The golden part of this dissertation is dedicated to Single Event Transient, covering different phases of this phenomenon, form the generation until the mitigation. In order to achieve this goal, several tools and algorithm have been developed to perform an accurate analysis, identifying the behavior of the technology regrading Single Event Transient and mitigate the design with respect to the performed analysis. This comprehensive chain of tools for analyzing and mitigation of Single Event Transient has been applied to several industrial projects such as EUCLID space mission project with the goal of monitoring the dark space which the lunch is planned for 2020 carrying by European Space Agency. **The developed SET analysis and mitigation workflow has been part of the handbook Space Product Assurance Techniques for Radiation Effects Mitigation in ASICs and FPGAs handbook, published by European Space Agency**.

Moreover, I have presented the developed chain of tools in the competition organized by IEEE Council on Electronic Design Automation and the tool chain has been knows as the **Best EDA Tool for improving design automation for inte**grated circuits and systems by IEEE Council on Electronic Design Automation granted 1000 USD. Moreover, the developed tools have been a relevant part of several collaboration contracts with European Space Agency.

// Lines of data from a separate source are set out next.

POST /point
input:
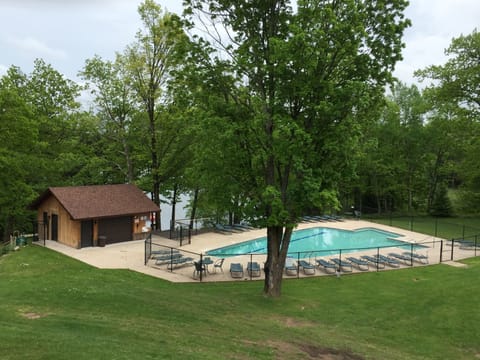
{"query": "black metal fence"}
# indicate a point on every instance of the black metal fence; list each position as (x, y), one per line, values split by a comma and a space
(250, 266)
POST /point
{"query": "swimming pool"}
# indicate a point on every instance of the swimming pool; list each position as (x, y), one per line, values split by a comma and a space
(319, 242)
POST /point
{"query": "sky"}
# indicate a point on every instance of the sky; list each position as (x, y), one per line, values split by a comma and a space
(65, 33)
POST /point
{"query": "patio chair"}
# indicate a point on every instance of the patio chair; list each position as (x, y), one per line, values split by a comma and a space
(359, 263)
(423, 259)
(343, 265)
(218, 264)
(374, 260)
(389, 261)
(253, 269)
(199, 270)
(327, 266)
(236, 270)
(407, 259)
(308, 269)
(291, 268)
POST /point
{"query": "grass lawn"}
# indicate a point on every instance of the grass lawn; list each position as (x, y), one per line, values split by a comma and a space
(447, 228)
(54, 307)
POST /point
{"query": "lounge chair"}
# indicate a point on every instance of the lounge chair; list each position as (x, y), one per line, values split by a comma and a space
(389, 261)
(308, 269)
(468, 245)
(253, 269)
(236, 270)
(179, 262)
(222, 229)
(374, 260)
(344, 266)
(327, 266)
(199, 270)
(359, 263)
(423, 259)
(291, 268)
(156, 253)
(165, 259)
(218, 264)
(407, 259)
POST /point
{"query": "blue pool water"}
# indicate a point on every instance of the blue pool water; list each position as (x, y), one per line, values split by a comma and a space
(318, 242)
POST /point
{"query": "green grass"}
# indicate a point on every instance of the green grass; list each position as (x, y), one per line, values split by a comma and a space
(447, 228)
(54, 307)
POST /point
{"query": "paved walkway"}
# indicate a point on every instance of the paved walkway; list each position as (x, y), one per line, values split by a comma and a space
(130, 255)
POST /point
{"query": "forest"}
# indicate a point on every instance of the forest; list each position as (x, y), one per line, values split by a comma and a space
(174, 117)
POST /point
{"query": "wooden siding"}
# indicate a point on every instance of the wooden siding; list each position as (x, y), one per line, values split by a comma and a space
(69, 231)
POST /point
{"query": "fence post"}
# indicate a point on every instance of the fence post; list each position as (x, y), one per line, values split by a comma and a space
(451, 253)
(340, 263)
(251, 260)
(476, 244)
(298, 265)
(411, 254)
(201, 267)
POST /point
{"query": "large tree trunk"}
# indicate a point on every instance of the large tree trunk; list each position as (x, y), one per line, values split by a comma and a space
(278, 241)
(174, 206)
(194, 208)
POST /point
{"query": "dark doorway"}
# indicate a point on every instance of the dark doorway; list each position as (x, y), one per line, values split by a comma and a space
(116, 229)
(87, 233)
(45, 226)
(55, 227)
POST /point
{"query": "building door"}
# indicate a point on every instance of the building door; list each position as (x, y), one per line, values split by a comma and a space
(87, 233)
(55, 227)
(116, 229)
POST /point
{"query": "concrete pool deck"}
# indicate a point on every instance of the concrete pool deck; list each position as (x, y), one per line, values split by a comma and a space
(130, 255)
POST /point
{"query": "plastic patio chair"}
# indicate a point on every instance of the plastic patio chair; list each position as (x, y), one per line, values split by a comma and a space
(218, 264)
(199, 269)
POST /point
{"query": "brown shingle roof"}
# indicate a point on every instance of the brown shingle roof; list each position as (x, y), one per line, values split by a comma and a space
(97, 201)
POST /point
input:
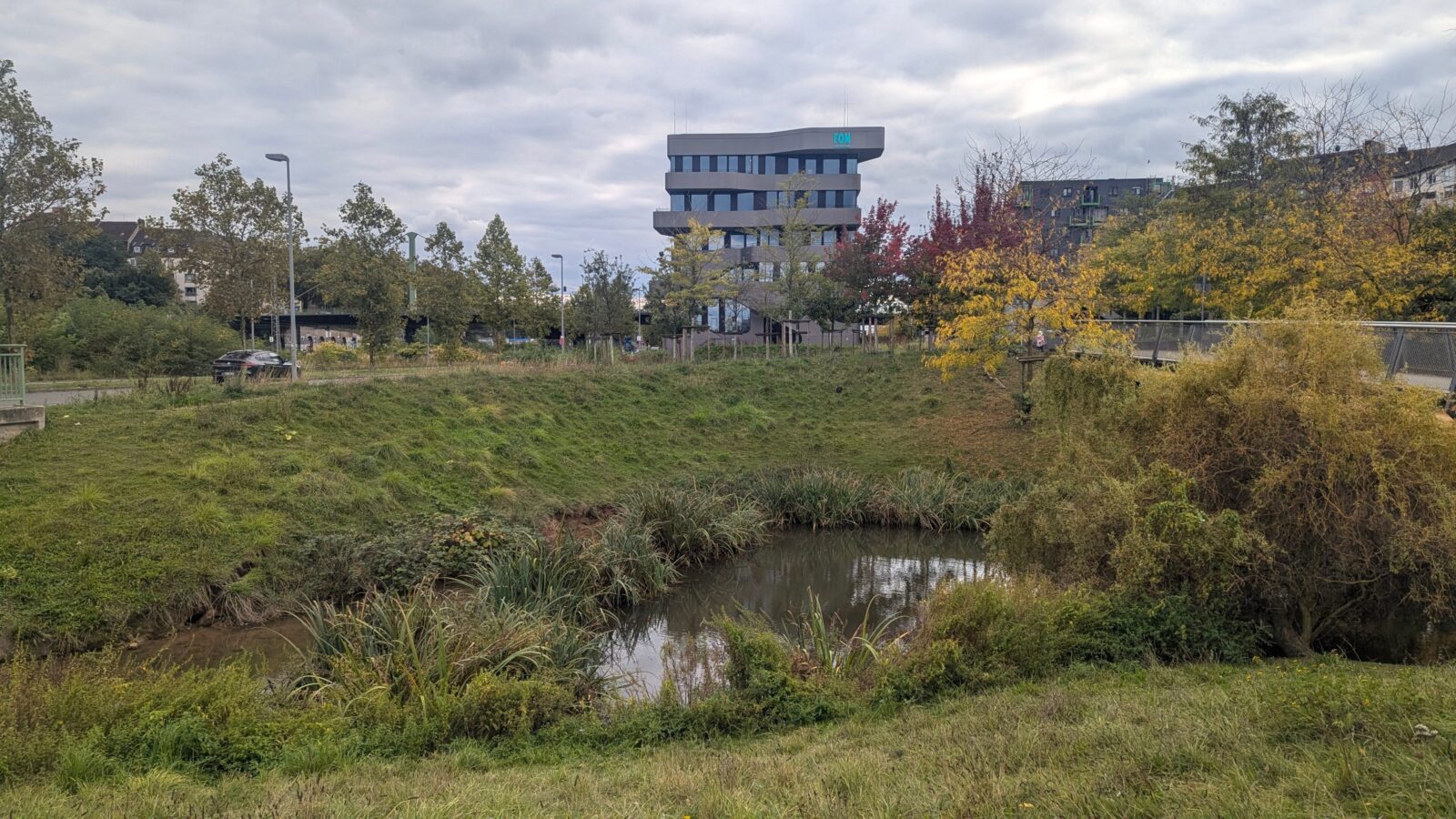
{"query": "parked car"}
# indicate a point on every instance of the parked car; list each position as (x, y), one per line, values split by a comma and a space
(251, 363)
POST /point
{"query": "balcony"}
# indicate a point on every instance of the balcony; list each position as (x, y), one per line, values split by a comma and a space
(724, 181)
(676, 220)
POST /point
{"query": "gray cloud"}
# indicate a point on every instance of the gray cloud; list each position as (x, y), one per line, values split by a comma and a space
(555, 114)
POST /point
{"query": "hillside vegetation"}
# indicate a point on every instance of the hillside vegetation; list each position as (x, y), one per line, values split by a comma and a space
(1324, 738)
(146, 511)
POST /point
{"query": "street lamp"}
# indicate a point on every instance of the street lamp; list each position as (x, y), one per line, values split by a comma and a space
(293, 308)
(562, 259)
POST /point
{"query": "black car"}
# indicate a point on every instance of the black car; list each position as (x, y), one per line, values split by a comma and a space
(252, 363)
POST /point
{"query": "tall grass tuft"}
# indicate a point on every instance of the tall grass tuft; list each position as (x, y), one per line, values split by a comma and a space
(536, 573)
(424, 649)
(696, 523)
(820, 646)
(630, 566)
(814, 497)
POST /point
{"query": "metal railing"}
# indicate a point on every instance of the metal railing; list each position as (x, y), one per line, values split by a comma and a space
(12, 373)
(1419, 353)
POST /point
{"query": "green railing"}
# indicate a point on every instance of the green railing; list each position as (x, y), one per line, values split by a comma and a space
(12, 373)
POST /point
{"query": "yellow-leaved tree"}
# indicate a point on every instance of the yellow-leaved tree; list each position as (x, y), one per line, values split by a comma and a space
(1008, 292)
(1263, 254)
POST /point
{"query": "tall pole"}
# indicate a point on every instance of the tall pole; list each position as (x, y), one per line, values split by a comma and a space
(293, 298)
(562, 259)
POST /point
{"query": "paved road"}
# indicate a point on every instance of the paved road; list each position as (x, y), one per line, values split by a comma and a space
(53, 397)
(57, 397)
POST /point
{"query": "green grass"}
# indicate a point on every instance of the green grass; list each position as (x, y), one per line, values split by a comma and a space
(1322, 738)
(131, 513)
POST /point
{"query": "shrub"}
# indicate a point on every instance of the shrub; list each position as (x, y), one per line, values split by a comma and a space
(492, 707)
(109, 339)
(329, 356)
(1285, 472)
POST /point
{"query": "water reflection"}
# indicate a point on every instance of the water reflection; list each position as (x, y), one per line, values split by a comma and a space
(885, 571)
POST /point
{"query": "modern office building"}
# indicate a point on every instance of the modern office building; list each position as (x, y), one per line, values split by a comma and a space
(742, 184)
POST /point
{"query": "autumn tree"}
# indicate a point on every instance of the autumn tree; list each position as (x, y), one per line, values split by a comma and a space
(1264, 223)
(46, 187)
(363, 268)
(233, 237)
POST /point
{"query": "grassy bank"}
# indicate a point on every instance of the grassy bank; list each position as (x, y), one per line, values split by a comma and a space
(1292, 738)
(131, 511)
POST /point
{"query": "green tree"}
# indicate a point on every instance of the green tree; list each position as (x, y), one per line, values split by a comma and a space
(794, 281)
(506, 295)
(543, 300)
(44, 186)
(691, 274)
(233, 237)
(363, 268)
(603, 303)
(143, 283)
(444, 288)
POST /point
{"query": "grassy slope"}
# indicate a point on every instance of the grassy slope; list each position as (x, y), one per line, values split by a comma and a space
(120, 508)
(1318, 738)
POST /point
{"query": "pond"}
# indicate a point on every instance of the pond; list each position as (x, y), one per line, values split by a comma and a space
(885, 571)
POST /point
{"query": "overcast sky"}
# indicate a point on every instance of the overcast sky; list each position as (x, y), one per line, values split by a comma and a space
(555, 114)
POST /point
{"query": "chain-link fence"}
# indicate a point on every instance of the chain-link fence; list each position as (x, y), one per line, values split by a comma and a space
(1420, 353)
(12, 373)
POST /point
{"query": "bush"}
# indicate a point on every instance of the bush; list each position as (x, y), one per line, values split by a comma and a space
(109, 339)
(492, 707)
(1285, 472)
(331, 354)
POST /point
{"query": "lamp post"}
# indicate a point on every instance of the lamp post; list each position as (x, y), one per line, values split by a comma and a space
(293, 305)
(562, 259)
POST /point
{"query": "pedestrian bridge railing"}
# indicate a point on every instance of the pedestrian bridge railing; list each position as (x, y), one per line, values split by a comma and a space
(12, 373)
(1419, 353)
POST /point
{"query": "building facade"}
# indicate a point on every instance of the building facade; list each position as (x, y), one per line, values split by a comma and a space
(135, 237)
(742, 186)
(1075, 208)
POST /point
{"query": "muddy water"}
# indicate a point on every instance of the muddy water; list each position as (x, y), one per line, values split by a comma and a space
(885, 571)
(269, 644)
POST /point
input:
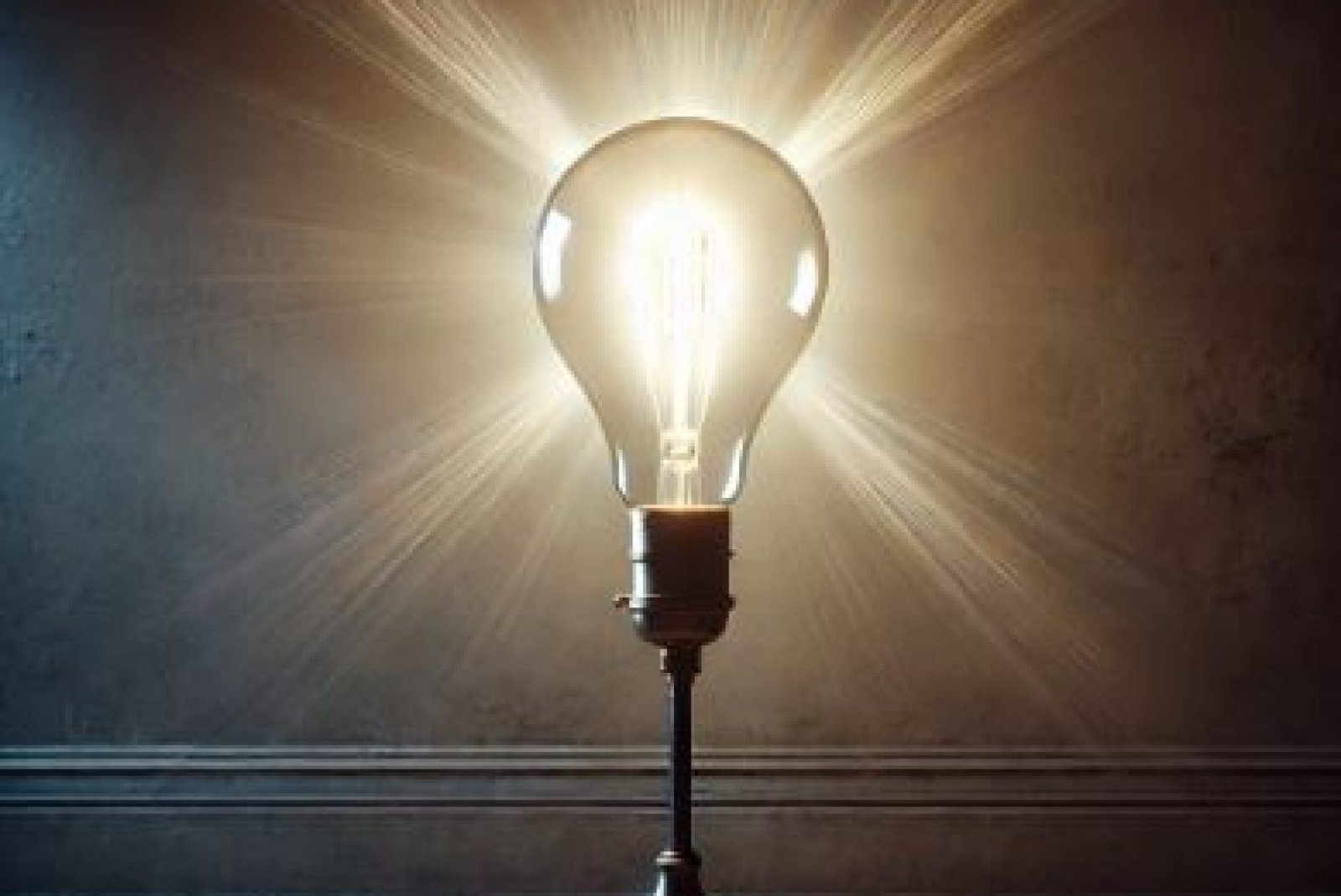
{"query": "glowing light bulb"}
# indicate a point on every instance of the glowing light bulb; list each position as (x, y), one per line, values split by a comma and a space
(681, 268)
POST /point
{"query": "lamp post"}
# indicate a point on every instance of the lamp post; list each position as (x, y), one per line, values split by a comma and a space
(681, 268)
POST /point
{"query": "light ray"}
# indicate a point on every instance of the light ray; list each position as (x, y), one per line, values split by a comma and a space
(920, 60)
(382, 513)
(460, 51)
(1036, 583)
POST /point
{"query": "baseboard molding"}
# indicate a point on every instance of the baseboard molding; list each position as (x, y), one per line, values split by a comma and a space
(176, 778)
(587, 820)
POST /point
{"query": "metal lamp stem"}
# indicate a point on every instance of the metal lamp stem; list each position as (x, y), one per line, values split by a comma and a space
(681, 601)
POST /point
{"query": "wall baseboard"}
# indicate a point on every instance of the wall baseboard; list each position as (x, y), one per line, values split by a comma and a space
(174, 778)
(569, 820)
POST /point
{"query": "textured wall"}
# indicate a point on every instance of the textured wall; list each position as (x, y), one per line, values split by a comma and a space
(277, 466)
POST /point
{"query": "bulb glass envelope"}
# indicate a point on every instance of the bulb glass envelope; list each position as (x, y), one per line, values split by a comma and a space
(681, 267)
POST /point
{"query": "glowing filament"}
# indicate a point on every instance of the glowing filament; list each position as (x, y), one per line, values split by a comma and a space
(677, 278)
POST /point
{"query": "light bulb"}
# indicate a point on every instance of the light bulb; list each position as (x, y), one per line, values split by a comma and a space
(681, 268)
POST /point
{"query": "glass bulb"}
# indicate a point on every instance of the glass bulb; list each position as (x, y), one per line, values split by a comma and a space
(681, 268)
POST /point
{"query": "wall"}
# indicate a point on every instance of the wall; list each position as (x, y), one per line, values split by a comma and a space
(306, 545)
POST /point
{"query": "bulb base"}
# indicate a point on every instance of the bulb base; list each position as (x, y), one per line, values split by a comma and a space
(681, 577)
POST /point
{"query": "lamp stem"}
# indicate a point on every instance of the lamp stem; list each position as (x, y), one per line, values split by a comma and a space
(677, 865)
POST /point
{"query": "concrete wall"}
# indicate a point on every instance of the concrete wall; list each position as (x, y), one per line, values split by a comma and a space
(306, 542)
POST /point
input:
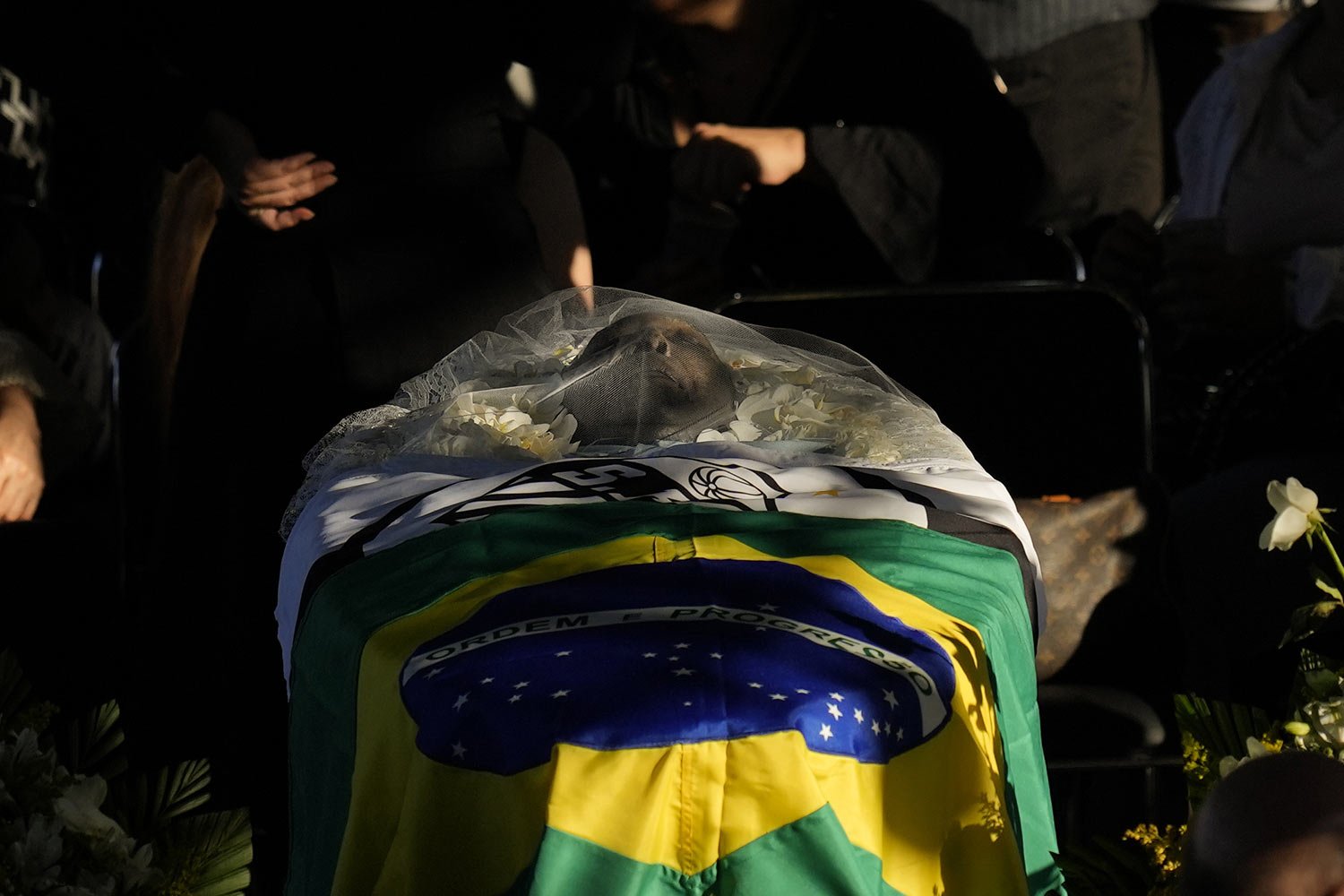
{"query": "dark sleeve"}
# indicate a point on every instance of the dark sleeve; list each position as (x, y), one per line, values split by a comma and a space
(927, 142)
(890, 179)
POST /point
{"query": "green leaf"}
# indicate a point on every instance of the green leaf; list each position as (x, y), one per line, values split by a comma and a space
(1104, 866)
(94, 740)
(1306, 621)
(209, 855)
(182, 788)
(1222, 727)
(152, 801)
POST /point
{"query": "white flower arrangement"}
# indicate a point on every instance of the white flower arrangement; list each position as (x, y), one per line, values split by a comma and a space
(54, 837)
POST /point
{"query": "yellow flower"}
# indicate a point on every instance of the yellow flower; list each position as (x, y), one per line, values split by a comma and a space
(1196, 756)
(1296, 513)
(1163, 847)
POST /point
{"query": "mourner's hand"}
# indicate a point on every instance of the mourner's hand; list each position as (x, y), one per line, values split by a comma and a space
(1128, 257)
(722, 161)
(21, 455)
(269, 191)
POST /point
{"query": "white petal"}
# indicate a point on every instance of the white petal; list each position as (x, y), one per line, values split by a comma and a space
(1284, 530)
(1303, 497)
(745, 432)
(1277, 495)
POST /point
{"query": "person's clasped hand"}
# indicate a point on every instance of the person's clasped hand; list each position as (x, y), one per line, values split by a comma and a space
(268, 191)
(21, 455)
(719, 163)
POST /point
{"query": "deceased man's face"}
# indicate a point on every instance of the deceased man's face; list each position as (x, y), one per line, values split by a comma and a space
(658, 378)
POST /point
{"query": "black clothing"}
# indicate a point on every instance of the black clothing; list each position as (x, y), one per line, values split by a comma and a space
(913, 158)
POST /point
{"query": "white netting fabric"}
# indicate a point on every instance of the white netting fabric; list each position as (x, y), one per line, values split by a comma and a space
(658, 374)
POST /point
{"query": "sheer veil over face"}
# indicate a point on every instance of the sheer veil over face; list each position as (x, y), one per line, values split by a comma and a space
(605, 373)
(647, 378)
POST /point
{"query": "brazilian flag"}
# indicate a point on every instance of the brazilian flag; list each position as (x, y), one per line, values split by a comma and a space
(644, 697)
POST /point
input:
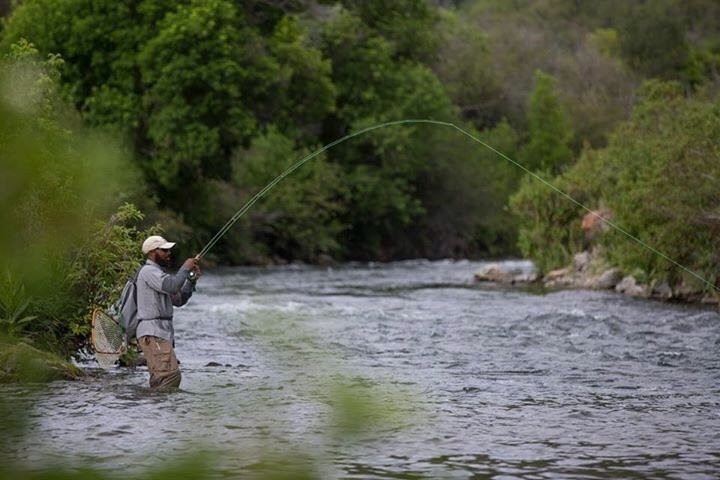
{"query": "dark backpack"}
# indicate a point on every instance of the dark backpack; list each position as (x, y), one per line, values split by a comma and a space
(125, 309)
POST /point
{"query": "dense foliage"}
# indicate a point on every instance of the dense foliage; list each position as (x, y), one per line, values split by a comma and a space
(659, 176)
(60, 254)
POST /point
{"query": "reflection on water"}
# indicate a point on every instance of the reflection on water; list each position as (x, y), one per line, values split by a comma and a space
(437, 378)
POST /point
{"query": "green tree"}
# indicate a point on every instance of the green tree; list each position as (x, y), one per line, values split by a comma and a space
(60, 179)
(549, 129)
(652, 39)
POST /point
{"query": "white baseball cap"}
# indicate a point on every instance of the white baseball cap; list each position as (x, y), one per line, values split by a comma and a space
(155, 241)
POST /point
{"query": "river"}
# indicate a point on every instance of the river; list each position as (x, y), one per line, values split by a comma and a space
(400, 370)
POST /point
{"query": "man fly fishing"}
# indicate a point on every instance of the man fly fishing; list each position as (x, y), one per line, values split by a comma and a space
(157, 292)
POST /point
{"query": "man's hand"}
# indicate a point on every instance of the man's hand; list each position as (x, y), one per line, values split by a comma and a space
(190, 263)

In order to confirm the reliability of the developed tool chain, I have participated in several radiation test in collaboration with European Space Agency, CERN, Thales Alenia Space and OHB Italia, performed in several radiation chambers at CERN facility. Several different devices have been disposed to the radiation beam such as ProASIC3 Flash-based FPGA, Xilinx SRAM-based FPGA and SMART fusion Flash-based FPGA in order to study the effect of Single Event Transient and Single Event Upset on the functionality of the device under the test.